Fred J. Hinkey was blacksmith in Sandusky for sixty one years. (Here he is pictured in the uniform of the Knights of the Maccabees or the Knights of Pythias -- if you know which it is, let us know in comments.) He started working as a helper in a blacksmith shop, and later he opened his own shop on Market Street, near Franklin Street. In the 1935 Sandusky City Directory, Mr. Hinkey listed these services at his shop: dealer in sheet and bar steel, general blacksmithing, power forging, ship work, and boiler making and repairing. His ad stated that his work was promptly done to order and at the lowest rates. An article in the January 22, 1921 issue of the Sandusky Star Journal reported that Mr. Hinkey did not have to lay off employees, as his business kept the workers busy at all times of the year. During the spring fishing season his shop turned out thousands of iron grab hooks used by fisheries for their trap nets. In the summertime, boats and barges needed repairs and new parts for their machinery. Fall fishing season brought in more repair work. The winter ice season brought with it “a myriad of orders” for new ice handling equipment and repairs to the old equipment. Besides providing repairs to machinery, Mr. Hinkey also had six boiler makers who made and repaired boilers in an area of about a sixty mile radius around Sandusky. He stated that the three things which contributed to his success were courtesy, good workmanship, and promptness.

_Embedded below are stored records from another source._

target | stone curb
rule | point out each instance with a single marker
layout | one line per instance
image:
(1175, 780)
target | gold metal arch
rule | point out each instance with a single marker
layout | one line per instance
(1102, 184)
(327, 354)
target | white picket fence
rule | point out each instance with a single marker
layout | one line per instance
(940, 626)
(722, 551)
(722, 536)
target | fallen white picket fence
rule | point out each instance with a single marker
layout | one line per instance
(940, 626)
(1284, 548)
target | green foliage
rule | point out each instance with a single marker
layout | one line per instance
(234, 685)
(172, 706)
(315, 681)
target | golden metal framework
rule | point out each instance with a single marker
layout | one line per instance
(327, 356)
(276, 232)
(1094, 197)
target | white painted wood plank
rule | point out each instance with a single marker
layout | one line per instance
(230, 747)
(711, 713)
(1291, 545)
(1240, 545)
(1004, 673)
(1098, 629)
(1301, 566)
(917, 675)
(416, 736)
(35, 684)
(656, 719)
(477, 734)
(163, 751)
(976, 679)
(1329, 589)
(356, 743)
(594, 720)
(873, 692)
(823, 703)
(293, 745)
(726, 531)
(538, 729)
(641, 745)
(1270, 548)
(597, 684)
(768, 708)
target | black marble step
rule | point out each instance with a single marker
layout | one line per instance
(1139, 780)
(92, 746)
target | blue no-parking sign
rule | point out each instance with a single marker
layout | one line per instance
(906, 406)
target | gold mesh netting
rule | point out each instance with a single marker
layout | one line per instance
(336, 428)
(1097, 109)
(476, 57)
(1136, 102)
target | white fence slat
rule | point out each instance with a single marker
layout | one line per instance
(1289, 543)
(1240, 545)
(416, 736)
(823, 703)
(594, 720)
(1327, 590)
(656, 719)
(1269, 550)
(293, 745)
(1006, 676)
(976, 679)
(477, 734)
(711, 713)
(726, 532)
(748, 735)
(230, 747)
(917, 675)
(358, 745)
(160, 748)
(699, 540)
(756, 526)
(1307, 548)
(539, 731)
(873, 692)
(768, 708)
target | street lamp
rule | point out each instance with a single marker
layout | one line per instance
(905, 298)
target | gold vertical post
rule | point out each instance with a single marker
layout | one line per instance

These ice tongs were made at Fred Hinkey’s shop, and can be seen at the Industry Room of the Follett House Museum.
In the 1920’s and 1930’s, Fred’s son Leroy M. Hinkey provided portable arc welding services to Sandusky area residents. Leroy Hinkey later moved to the Dayton area.
Fred J. Hinkey passed away on June 27, 1939. His funeral was held at his home on West Market Street. The Garfield Company of the Knights of Pythias held graveside services for Mr. Hinkey at Oakland Cemetery. Fred J. Hinkey was survived by three sons and a sister. His wife Dorothy had died in 1932.